Sophie, meeting Gavin earlier than Hobie, is only interested in him, so they go on a date. They go against Shane's gang in a game. Hobie, maddened over the fact that he feels like the third wheel to the newly blossoming couple, shoots his teammate, Sophie. Shane bullies him verbally again and leaves the scene. The three friends celebrate the victory. After a fun night, they find Gavin's car ruined by Shane and his gang. He'd written "Fat Sophie" onto the car, so she leaves the scene, heartbroken. Hobie tells Gavin "It's all your fault, you should've let me stay because I know I'd be the third wheel."

The whole town has been waiting for doctor to tell if the Sasquatch feces is genuine, or not. He finally arrives. They, altogether, go to the forest. Now, Zerk is panicked. He needs to destroy evidence. He arrives at the scene, finding the fake evidence destroyed already. It'd been Hobie, anyway. Because he had been jealous of Gavin, stealing his potential love-interest, ignoring Hobie lately, etc.

Zerk hides behind the same tree, and his noise is heard by the police, who happens to be Shane's uncle. He arrests Zerk for creating fake evidence for the polices, and Doctor leaves the scene; but Gavin and Sophie are busy, talking. So, they don't realize Shane and his gang are still there, too. Shane pushes Sophie, she hits her head, and she faints. Gavin is really angry and finds a woodstick to attack Shane, over Zerk's motivational speech. Shane is no afraid. He starts to give Gavin a serious beatdown with his gang but Hobie is there on time. He can't turn his back to his best friend, anymore. He takes Shane's friends, it's Shane against Gavin again. Maynard returns to the forest to say something, sees his friends Hobie and Gavin in a bad situation, he runs back to call the police for help. In the meanwhile, Shane's gang decides to run away from Hobie, on the road they see the police coming, they call out Shane's name, Shane's now afraid, leaves the scene and it's Gavin's victory. Sophie isn't awake still, so Gavin decides to kiss her before the police arrives. She does wake up.

The police ask Maynard about the scene, Hobie admits that he knocked off his nephew. The police accepts that he's been a brat, and he'll talk to him. By the way, Gavin points to the hair of Hobie, the police ask what it's about. Gavin says that "It'd been Hobie that fell onto the feces in the first place, so you can find the evidence you're looking for in Hobie's hair." Doctor does find some "feces" in Hobie's hair, so he declares it's genuine sasquatch dumpling.
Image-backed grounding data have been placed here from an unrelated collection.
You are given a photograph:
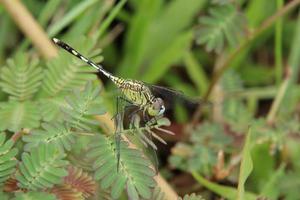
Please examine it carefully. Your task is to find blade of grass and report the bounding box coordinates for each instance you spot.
[183,51,209,96]
[191,171,257,200]
[47,0,99,37]
[141,31,193,83]
[237,127,253,200]
[118,0,161,78]
[38,0,63,27]
[65,3,104,39]
[0,14,14,64]
[94,0,127,40]
[275,0,283,84]
[118,0,206,78]
[260,164,285,199]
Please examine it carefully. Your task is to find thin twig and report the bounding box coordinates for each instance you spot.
[1,0,178,199]
[11,131,23,143]
[0,0,57,59]
[191,0,300,125]
[266,70,290,124]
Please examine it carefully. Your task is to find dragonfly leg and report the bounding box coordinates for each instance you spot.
[111,96,131,121]
[114,95,129,172]
[128,108,142,126]
[145,115,163,127]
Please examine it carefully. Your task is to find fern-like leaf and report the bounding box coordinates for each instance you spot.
[3,178,19,192]
[50,185,84,200]
[23,122,75,152]
[0,101,41,132]
[40,38,99,97]
[147,185,165,200]
[16,143,68,190]
[38,96,68,122]
[0,53,43,101]
[0,191,10,200]
[12,191,57,200]
[62,82,106,131]
[196,4,246,53]
[88,135,156,199]
[169,122,232,175]
[0,133,18,184]
[179,193,206,200]
[63,166,96,198]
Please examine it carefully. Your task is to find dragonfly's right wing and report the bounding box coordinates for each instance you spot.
[148,84,203,111]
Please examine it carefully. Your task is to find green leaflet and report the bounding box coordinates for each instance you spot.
[16,143,68,190]
[0,191,10,200]
[196,4,246,53]
[0,133,18,184]
[12,191,56,200]
[39,37,98,97]
[38,95,68,122]
[237,128,253,200]
[150,186,165,200]
[0,53,43,101]
[142,30,194,83]
[62,82,106,131]
[87,134,156,199]
[169,122,232,175]
[23,122,75,152]
[0,101,41,132]
[191,171,257,200]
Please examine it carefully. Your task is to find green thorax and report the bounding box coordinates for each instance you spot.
[110,76,155,107]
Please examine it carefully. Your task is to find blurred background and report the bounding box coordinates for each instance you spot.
[1,0,300,199]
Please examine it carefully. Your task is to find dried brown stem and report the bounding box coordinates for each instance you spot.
[1,0,178,199]
[11,131,23,143]
[0,0,57,59]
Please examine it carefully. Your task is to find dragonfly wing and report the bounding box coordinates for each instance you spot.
[148,84,202,111]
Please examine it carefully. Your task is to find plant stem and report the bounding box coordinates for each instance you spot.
[11,131,23,143]
[0,0,57,59]
[191,0,300,125]
[275,0,284,85]
[266,73,290,124]
[267,10,300,124]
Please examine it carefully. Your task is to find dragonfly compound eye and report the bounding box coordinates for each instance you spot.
[148,98,165,116]
[158,105,165,115]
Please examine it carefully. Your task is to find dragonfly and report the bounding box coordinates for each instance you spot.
[53,38,166,119]
[52,38,197,170]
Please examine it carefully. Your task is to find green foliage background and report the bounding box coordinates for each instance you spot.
[0,0,300,199]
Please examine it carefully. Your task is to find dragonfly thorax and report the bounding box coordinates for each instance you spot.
[147,97,165,116]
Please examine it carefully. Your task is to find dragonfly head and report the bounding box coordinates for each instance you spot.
[148,97,165,116]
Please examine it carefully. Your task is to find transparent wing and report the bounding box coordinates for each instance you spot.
[148,84,203,111]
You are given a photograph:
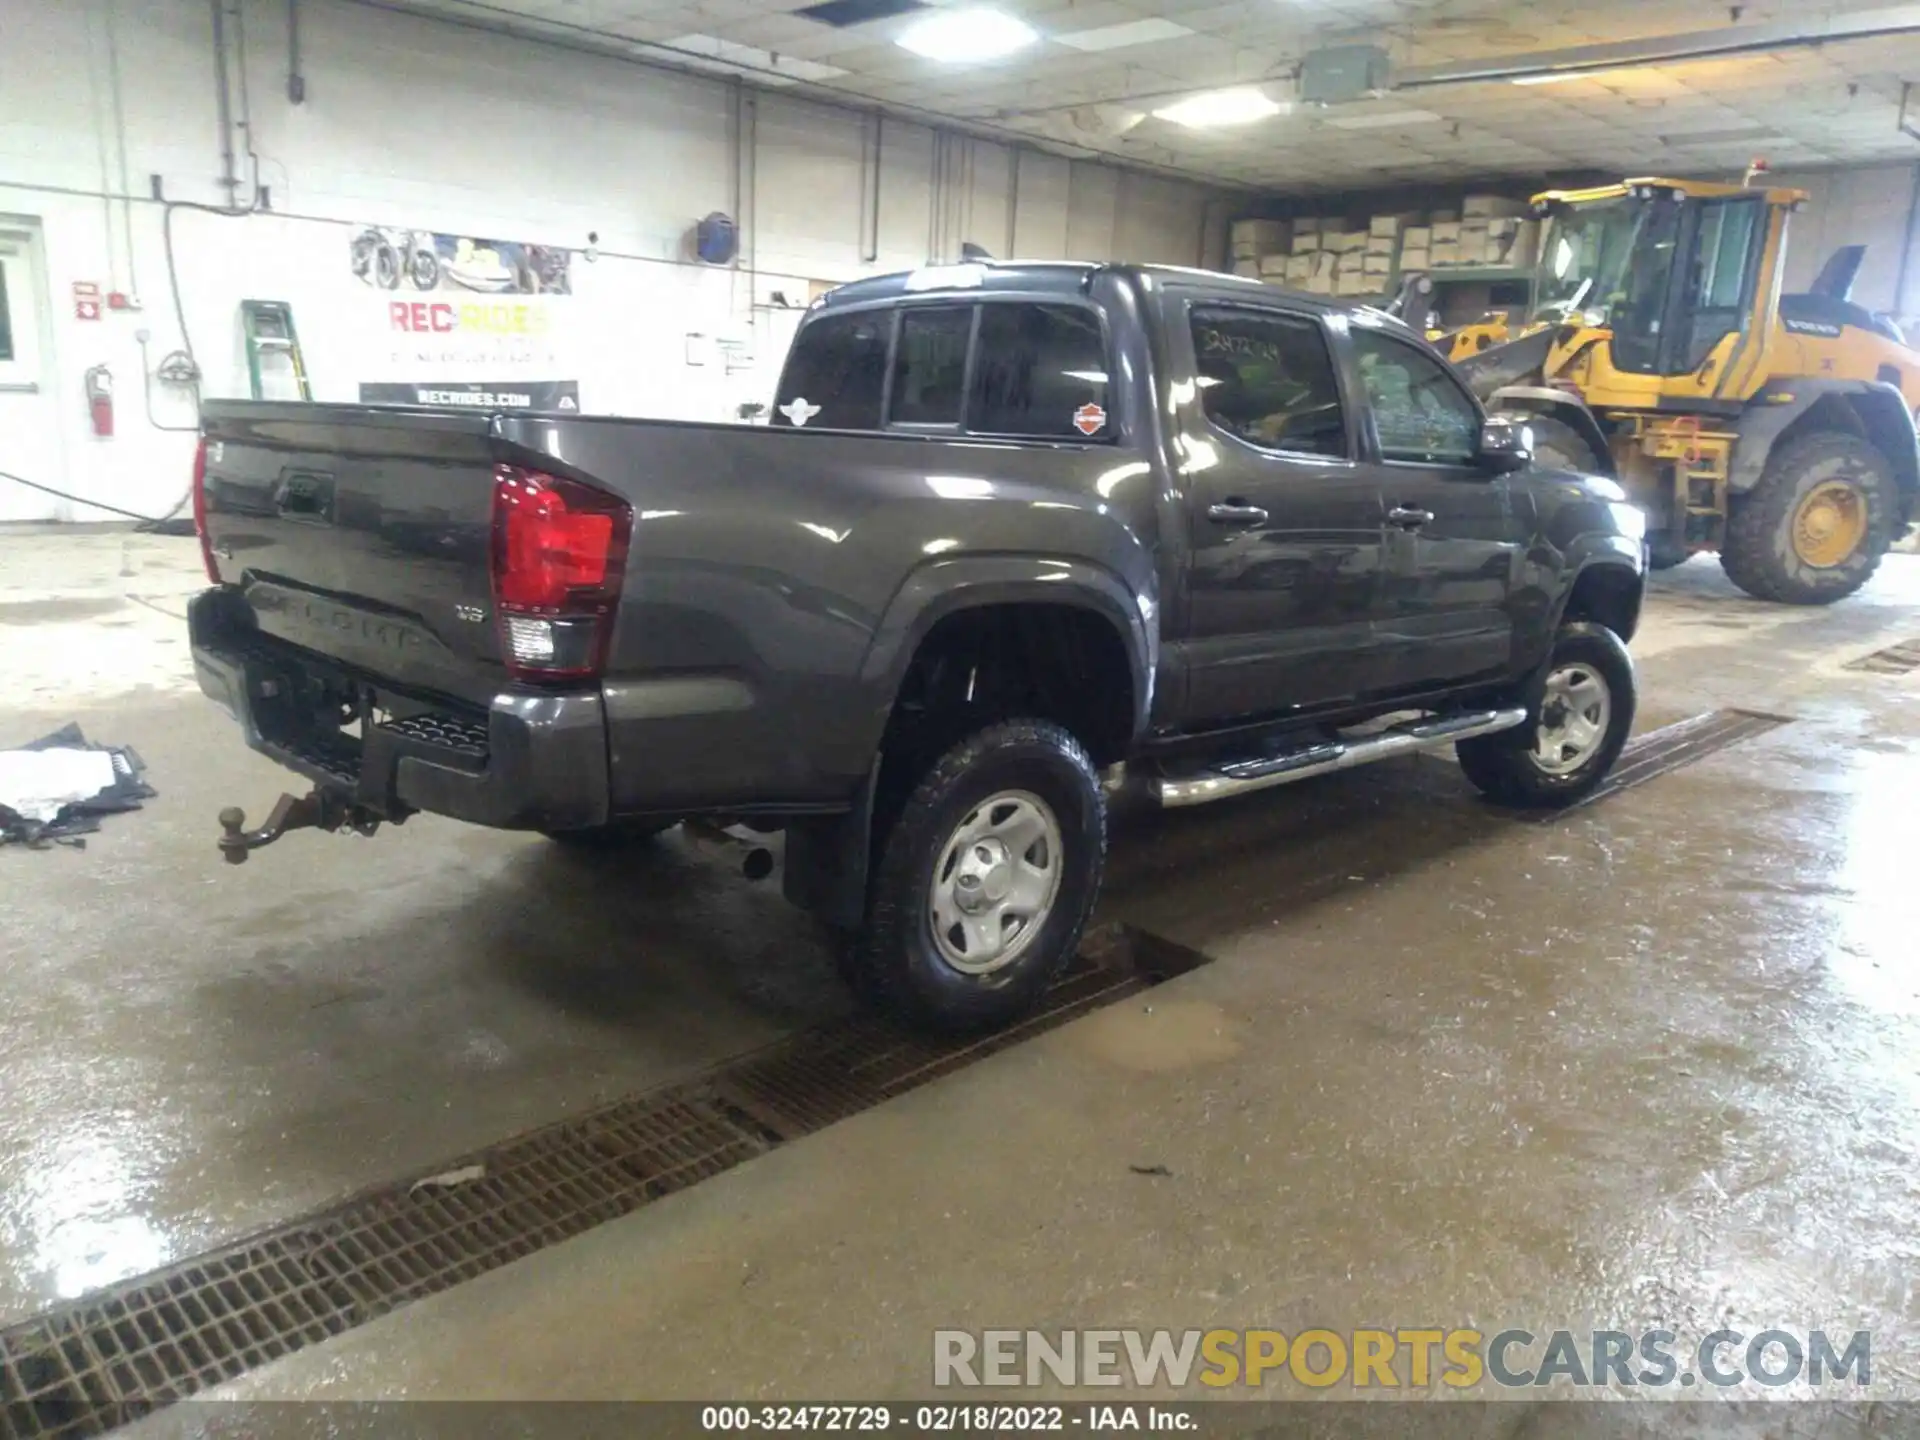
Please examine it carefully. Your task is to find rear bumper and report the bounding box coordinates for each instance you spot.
[189,589,609,832]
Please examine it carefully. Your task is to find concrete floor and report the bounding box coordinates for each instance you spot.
[4,526,1920,1409]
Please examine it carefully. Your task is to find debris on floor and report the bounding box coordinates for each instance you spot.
[0,723,155,849]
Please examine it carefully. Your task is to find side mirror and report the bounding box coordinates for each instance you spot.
[1478,415,1533,474]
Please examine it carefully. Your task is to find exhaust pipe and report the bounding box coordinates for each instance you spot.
[681,818,775,880]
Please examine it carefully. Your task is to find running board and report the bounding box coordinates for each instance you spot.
[1152,708,1529,809]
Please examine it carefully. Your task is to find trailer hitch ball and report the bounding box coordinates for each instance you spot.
[215,788,382,863]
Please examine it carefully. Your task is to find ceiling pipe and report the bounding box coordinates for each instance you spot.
[1396,4,1920,88]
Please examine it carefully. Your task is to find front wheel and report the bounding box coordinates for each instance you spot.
[853,719,1106,1034]
[1457,622,1637,808]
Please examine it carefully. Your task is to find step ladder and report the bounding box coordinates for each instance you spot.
[240,300,311,402]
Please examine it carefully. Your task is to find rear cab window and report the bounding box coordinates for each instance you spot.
[774,299,1112,441]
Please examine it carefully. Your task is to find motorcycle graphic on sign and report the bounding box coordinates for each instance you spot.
[350,225,571,295]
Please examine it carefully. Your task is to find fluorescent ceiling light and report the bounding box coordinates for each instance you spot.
[896,9,1038,62]
[1322,108,1443,129]
[1153,88,1284,128]
[1054,17,1193,52]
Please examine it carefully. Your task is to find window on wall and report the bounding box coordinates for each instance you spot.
[1189,307,1347,457]
[773,310,889,429]
[970,304,1110,440]
[1349,326,1479,465]
[889,307,972,425]
[0,261,14,364]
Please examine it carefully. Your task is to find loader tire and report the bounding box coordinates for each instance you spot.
[1720,430,1897,604]
[1526,414,1606,475]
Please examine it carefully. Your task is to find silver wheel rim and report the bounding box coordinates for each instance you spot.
[1533,663,1611,776]
[928,790,1064,976]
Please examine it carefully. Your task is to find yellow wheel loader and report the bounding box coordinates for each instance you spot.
[1446,177,1920,603]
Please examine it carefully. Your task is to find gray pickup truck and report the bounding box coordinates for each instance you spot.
[190,260,1647,1032]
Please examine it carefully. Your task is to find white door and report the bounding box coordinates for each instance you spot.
[0,221,66,522]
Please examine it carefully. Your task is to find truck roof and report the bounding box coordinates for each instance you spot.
[814,260,1394,324]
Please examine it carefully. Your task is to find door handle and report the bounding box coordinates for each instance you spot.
[1387,506,1434,530]
[1208,502,1270,526]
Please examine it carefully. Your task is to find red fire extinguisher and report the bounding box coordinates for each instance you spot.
[84,364,114,438]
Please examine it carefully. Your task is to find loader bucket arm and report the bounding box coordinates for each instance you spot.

Sophie is then seen without the wires in her mouth, she decided to love herself the way she is. Gavin happily kisses her, Hobie and Maynard start roleplaying as Arthur's knights. Zerk is freed from jail, because the town now believes the sasquatch is real, so he does not have to stay in jail. Zerk is welcomed by Shirts, and the first question he asks is about the money. Shirts tells him that "Our fake sasquatch dumplings are sold for real, but since more people believe the sasquatches exist now, everyone started to sell fake dumplings." Zerk understands that all his "hard work" has been in vain, tries not to cry, and asks Shirts what to do next. One final suggestion by Shirts is that: Zerk joins the car races. If he loses his car in the races, there'll be no car to take from Zerk by the bank's force. If he wins the races, he can pay his debt to the bank. Zerk is overjoyed by this idea, but the movie returns to its very first scene: The red car of Zerk's has a small accident, meaning he's left with no car to give to the bank.

==Cast==
- Jeremy Sumpter as Gavin Gore
- Justin Long as Ezekiel "Zerk" Wilder
- Joey Kern as Lance "Shirts" Jokum
- Addie Land as Sophie Suchowski
- Hubbel Palmer as Hobie Plumber
- Rob Pinkston as Maynard Keyes
- Michael Mitchell as Shane Bagwell
- Ray Santiago as Crone
- Jeff D'Agostino as Dagan
- Jon Gries as Sheriff Ed Chillcut
- Carl Weathers as Dr. Artimus Snodgrass
- Stephen Tobolowsky as Ernie Dalrymple
- Jon Heder as Laser tag referee
- Lucas Adams as Kid with Dreadlocks (extra)

== Reception ==
On Rotten Tomatoes, the film holds an approval rating of 46% based on 13 reviews, with an average rating of 5.20/10.  At Metacritic, the film has a weighted average score of 57 out of 100, based on 5 critics, indicating "mixed or average reviews".